|
June 11, 2008
Verizon at Brink of Strike
MSOs stand to benefit if picket lines go up.
By Peter D. Shapiro
Battle lines are forming for a strike at Verizon that could begin in early August and end up as an industry-changing confrontation.
On Aug. 2, existing contracts expire between Verizon East (the combined wireline operations of the former NYNEX and Bell Atlantic) and the CWA (Communications Workers of America) and IBEW (International Brotherhood of Electrical Workers). The parties are now negotiating such difficult issues as how to allocate cost of health care and prescription drugs and which jobs are covered, or not, by labor contracts.
Much has changed since August 2003, when Verizon and CWA/IBEW last approached a strike, which in that instance was averted at the last moment. The following factors are exerting new pressures on each side to reach an agreement before the picket lines go up:
On Verizon’s Side
• In 1Q08, Verizon reported a net loss of 576,000 residential phone lines, primarily to cable and to wireless substitution. Service disruptions caused by a strike will accelerate this erosion.
• Verizon has cleared almost all regulatory hurdles to offer FiOS TV in New York City and expects to start doing so by late 2008. A strike would put on hold this much-awaited expansion of FiOS TV and could halt new installations of FiOS (and other Verizon services) elsewhere.
On CWA/IBEW’s Side
• If a strike causes Verizon’s wireline business to shrink, or puts FiOS at risk, Verizon’s need for union workers will be reduced. Other major telecoms employers in Verizon’s territory, including cable MSOs and Verizon Wireless, have minimal union representation. A strike that undermines VZ’s business would shrink the pie that feeds the major telecom unions and their members.
Despite pressures to settle, Verizon may decide to take a strike. As noted in an earlier column (Telcos Unsheathing Wireless Weapon), Verizon’s senior management has been taken over by C-level imports from Verizon Wireless starting with Denny Strigle, president and COO, formerly president and CEO at VZW. Unlike its parent, Verizon Wireless is non-union. Might this be Strigle’s moment to take a stand against the CWA/IBEW, in the style of Ronald Reagan when he hammered the Professional Air Traffic Controllers Organization? According to a CWA online newsletter in April 2007, a Verizon executive who was urging workers to rethink their support for a union was quoted by witnesses as saying “we are under wireless now,” which the CWA observed was “a reference to Strigle’s harsh anti-union stance when he headed Verizon Wireless.”

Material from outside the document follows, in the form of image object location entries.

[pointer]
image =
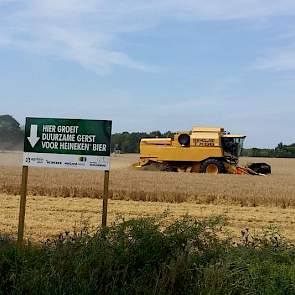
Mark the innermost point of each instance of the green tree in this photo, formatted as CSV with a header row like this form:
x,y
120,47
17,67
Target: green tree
x,y
11,135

Although the MSOs are on the sidelines, they have a stake in the outcome. They will benefit if the unions “win” and Verizon is forced to carry higher labor costs and has less flexibility in managing its operations. Even if Verizon “wins,” the MSOs may still see their glass as half-full if this weakens the CWA and IBEW, which are also knocking on the MSOs’ doors. Either way, the MSOs’ interest in these proceedings has at least a tinge of schadenfreude.